At least two problems followed. First, courts came to accept any limitation, even on subject matter or an agency’s jurisdiction, as a “boundary” of delegated authority. This freed Congress to effectively provide the Executive with open-ended directional guidance rather than constraining standards. Second, even though the Court oversimplified its “public interest” statement to the point of error, Congress, and the Executive took it at face value and subsequent courts reasoned that anything more definitive than “in the public interest” was enough legislative guidance. Thus, the Supreme Court has not found the nondelegation doctrine to bar any transfer of power from Congress to the Executive since 1935.
Such was the state of affairs when the Supreme Court issued its FCC v. Consumers’ Research opinion this past June. And, contrary to the hopes of many, not much has changed. The Supreme Court again found that its intelligible principle test adequately serves its constitutional purpose and that the statute before it satisfied that test.
Yet, one can find glimmers of hope in the Court’s opinion. First, the Court construed the statute in FCC v. Consumers’ Research more strictly than the agency and lower courts had in previous decades. Prior interpretations, often relying on Chevron, found that the FCC was free to balance the various principles that Congress provided in the statute. During such balancing, the FCC could essentially ignore one principle when it conflicted with another the Commission was emphasizing. The Supreme Court, however, determined that the Commission is bound by each principle and other mandates in the statute such that Congress had provided limits rather than suggestions on the programs to be funded, the beneficiaries of the programs, and thereby the funds it could collect.
Second, the Court repeatedly rejected the idea that it had accepted “public interest,” standing alone, as an adequate intelligible principle. The Court reiterated what it had said in 1943, that it is “a mistaken assumption that the phrase ‘public interest’ is a mere general reference to public welfare” without any further standard. Hopefully this is the beginning of the end of the public interest fallacy.

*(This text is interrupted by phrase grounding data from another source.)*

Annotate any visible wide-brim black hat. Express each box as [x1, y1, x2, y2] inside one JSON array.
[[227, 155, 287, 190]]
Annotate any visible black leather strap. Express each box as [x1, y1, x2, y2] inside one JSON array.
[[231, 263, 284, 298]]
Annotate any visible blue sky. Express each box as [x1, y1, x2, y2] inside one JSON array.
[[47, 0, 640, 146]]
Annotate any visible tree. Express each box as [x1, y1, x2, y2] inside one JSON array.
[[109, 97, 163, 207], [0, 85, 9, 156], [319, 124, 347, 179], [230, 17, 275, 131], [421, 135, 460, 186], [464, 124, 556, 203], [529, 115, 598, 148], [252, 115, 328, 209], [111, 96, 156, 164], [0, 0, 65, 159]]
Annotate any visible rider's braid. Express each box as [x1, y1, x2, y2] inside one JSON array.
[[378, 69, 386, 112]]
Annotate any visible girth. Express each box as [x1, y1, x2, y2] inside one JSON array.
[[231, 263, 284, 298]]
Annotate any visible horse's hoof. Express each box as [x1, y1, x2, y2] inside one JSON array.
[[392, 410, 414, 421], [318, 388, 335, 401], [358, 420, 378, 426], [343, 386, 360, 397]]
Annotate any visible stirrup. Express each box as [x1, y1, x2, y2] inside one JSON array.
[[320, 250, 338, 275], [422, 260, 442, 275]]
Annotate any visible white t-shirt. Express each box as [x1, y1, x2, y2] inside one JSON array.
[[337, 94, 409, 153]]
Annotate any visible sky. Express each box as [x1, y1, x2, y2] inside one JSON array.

Finally, there is hope that the Court will return to its prior requirements that Congress constrain agencies with actual standards rather than directional aspirations. Harkening back to a decision pre-dating Atlantic Power & Light, the Court noted in addition to requiring Congress to provide a general policy and boundaries of authority, the Court has “asked if Congress has provided sufficient standards to enable both ‘the courts and the public [to] ascertain whether the agency’ has followed the law.” The Court also declared that the statute at issue established the “metes and bounds” of the agency’s authority. Sufficient standards or a metes and bounds limitation does not leave a single boundary undefined. This, meager as it is, provides a thread of hope that the Court may someday strengthen the nondelegation doctrine so it actually serves its important constitutional purpose.